El Salvador and northern Wisconsin seem like worlds apart. But the two societies face a common debate over mining operations.
As the Wisconsin Legislature plans to take up a mining bill again next year, activists from here and El Salvador are connecting in hopes of helping each other.
Wisconsin activists are trying to stop the Legislature from once again allowing mining in the state; the Salvadoran activists are fighting to keep the San Sebastian Gold Mine - owned by a Wisconsin company, the Commerce Group - near the town of Santa Rosa de Lima from reopening.
Activists from El Salvador will speak at Edgewood College's Regina Hall on Sunday, Nov. 11, from 6:30 to 8 p.m., and at UW Science Hall on Monday, Nov. 12, at 4 p.m.
"We have a lot that we can learn from each other," says Marc Rosenthal, a Madison man who helped facilitate the exchange. "That kind of person-to-person exchange is always powerful. Our world gets bigger when we do that."
The Milwaukee-based Commerce Group bought the San Sebastian mine in the southeast corner of El Salvador in 1968. It ceased operations in 1999, when the price of gold was low. But now that gold prices are skyrocketing, the Commerce Group has been trying to reopen the mine.
But the company ran up against serious opposition from residents, who were alarmed by pollution the mine had already caused. Jan Morrill, an activist with International Allies Against Metallic Mining in El Salvador, says pollution of the San Sebastian River has been extreme, with cyanide levels nine times higher than allowed and iron levels 1,000 times what is healthy. Kidney failure, cancer and a rare autoimmune disease called Guillain-Barré syndrome are all on the rise, she says.

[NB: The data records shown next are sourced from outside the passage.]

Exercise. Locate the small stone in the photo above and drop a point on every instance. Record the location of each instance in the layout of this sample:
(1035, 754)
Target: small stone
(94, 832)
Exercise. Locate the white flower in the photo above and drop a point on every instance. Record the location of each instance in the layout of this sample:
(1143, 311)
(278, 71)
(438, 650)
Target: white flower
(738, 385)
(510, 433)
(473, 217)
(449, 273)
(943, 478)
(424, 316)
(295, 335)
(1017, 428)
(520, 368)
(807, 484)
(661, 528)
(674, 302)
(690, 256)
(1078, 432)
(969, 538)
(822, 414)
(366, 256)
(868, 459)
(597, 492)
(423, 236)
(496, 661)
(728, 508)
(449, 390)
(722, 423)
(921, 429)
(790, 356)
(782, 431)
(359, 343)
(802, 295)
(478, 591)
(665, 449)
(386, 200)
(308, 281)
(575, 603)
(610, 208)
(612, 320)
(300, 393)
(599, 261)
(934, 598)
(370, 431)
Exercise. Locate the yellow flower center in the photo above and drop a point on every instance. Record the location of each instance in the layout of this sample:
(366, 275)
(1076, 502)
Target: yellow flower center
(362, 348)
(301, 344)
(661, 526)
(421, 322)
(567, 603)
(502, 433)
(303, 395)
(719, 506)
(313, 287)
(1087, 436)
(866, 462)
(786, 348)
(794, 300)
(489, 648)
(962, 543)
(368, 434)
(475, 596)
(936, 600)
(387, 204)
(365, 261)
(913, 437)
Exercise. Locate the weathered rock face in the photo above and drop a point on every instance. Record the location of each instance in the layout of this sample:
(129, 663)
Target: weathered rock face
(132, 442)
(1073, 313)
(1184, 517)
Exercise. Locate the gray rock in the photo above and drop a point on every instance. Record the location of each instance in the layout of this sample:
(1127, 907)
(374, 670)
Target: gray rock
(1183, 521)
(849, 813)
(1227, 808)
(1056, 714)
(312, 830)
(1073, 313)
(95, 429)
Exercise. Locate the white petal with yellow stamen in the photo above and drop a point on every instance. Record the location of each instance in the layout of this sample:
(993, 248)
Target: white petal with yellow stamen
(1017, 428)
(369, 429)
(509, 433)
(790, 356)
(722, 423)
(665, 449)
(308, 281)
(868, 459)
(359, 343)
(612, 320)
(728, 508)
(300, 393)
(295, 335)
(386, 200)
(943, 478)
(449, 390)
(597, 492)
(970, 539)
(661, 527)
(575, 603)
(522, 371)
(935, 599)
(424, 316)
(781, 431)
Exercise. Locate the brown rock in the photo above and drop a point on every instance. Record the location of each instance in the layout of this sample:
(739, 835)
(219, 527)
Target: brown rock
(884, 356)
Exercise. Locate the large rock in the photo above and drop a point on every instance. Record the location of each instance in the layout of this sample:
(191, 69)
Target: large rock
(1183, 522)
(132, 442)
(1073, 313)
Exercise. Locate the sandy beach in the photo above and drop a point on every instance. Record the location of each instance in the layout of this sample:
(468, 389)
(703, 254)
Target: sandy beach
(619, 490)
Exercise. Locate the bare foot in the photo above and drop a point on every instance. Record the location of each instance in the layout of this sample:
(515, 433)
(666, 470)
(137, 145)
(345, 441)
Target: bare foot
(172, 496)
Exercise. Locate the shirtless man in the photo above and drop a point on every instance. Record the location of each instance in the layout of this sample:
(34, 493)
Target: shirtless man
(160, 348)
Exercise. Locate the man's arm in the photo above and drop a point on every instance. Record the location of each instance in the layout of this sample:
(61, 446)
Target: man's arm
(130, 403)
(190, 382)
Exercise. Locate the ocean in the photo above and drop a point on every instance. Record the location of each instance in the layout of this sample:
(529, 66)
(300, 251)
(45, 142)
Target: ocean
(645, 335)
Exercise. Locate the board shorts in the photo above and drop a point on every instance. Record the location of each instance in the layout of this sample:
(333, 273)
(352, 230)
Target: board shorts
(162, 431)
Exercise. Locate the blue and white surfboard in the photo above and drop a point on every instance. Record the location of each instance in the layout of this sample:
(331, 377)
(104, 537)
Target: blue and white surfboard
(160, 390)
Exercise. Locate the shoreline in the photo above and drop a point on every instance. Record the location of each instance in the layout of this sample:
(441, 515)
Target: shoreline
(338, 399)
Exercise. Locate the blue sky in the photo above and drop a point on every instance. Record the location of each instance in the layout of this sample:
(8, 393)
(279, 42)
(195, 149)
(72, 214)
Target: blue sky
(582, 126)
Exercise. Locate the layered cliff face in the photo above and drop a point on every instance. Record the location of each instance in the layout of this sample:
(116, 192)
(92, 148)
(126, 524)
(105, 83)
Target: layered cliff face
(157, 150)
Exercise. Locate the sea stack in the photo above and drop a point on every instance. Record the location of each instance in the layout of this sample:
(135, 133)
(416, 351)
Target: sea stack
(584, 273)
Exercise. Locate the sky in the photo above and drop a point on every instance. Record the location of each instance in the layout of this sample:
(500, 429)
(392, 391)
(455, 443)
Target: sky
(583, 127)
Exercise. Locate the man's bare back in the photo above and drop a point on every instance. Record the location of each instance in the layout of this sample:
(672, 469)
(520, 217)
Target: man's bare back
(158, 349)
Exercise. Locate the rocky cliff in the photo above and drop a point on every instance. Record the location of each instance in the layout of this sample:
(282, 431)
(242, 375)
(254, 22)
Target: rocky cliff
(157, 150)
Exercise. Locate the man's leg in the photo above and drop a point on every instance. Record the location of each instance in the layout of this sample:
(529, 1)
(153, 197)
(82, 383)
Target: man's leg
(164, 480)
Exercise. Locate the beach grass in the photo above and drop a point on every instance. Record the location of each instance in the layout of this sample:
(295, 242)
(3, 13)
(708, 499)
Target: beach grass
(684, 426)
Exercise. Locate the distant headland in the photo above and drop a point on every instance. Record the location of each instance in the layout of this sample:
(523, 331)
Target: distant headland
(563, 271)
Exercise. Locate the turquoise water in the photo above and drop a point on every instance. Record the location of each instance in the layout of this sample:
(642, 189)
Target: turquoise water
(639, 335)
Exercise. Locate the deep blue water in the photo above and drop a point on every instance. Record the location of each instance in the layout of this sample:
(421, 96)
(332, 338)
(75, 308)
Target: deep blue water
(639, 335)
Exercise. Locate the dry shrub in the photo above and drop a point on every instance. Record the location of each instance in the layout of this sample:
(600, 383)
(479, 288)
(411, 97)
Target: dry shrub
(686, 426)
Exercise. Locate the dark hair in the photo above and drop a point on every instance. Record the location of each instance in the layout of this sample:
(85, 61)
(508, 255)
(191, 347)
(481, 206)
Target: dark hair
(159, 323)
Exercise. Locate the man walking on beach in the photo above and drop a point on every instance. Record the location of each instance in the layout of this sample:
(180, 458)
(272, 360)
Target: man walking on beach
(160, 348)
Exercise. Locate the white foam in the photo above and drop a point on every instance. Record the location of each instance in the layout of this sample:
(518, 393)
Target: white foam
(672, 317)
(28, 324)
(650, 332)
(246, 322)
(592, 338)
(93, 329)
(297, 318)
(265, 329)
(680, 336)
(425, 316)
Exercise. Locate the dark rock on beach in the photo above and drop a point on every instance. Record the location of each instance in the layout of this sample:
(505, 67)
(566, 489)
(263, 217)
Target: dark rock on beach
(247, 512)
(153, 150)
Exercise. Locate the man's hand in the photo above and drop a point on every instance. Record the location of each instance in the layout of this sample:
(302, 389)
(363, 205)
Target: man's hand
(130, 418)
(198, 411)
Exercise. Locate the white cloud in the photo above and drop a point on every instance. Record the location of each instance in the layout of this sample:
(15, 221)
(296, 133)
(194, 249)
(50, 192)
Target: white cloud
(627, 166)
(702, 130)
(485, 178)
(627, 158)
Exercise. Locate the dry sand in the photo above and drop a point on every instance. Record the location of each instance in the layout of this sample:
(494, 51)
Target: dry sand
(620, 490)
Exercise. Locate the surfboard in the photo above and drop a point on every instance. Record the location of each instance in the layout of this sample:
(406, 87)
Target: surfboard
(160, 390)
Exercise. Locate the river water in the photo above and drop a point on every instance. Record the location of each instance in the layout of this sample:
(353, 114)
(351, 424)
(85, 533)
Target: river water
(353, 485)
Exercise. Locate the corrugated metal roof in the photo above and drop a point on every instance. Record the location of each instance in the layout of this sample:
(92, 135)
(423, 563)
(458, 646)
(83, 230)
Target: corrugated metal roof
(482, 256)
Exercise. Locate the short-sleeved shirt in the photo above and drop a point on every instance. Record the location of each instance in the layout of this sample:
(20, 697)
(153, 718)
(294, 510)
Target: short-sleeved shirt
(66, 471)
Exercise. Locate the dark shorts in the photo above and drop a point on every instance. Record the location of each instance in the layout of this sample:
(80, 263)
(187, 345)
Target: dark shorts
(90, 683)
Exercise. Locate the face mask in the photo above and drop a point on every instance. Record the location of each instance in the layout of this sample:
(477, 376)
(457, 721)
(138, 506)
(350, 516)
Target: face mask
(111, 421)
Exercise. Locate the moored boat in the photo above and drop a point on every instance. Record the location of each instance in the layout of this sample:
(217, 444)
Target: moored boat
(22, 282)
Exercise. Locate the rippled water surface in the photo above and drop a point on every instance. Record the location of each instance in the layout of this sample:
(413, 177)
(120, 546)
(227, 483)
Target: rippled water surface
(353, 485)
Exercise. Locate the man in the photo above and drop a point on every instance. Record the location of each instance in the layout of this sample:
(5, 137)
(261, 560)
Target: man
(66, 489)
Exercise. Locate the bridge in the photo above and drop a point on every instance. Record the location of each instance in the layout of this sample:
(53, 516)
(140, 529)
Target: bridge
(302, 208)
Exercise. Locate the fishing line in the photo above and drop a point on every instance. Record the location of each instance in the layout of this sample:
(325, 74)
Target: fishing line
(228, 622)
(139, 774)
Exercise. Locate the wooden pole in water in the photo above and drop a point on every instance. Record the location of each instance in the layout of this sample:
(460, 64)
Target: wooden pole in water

"The result is that people can't use that water," says Morrill, who will be among the team visiting Madison this weekend. "They're now buying their water and trucking it in."
Residents there pressured the Salvadoran government to revoke the mine's permits in 2006. But now Commerce Group is suing the country to allow it to operate, a case that is playing out in the World Bank.
Morrill says the lesson for communities in Wisconsin is that "the social movement is the one stopping these mines."
Wisconsin has had a moratorium on mining since 1997. Companies that want to open a new mine must show they have operated a metallic sulfide mine in the United States or Canada for 10 years without causing any pollution.
Environmentalists around the world have praised the ban as a landmark. But there is pressure to change it. Gogebic Taconite proposed a $1.5 billion open-pit ore mine in Ashland and Iron counties, but withdrew plans earlier this year after the Legislature failed to pass a bill that would have allowed it.
The Legislature is expected to try again next January.
Morrill says that working with people in El Salvador has taught her a lot about grass-roots efforts. She says that Wisconsinites can learn something from their efforts.
"It's a lot of work," she says. "It's a lot of sitting down with your neighbors in your church and talking to them."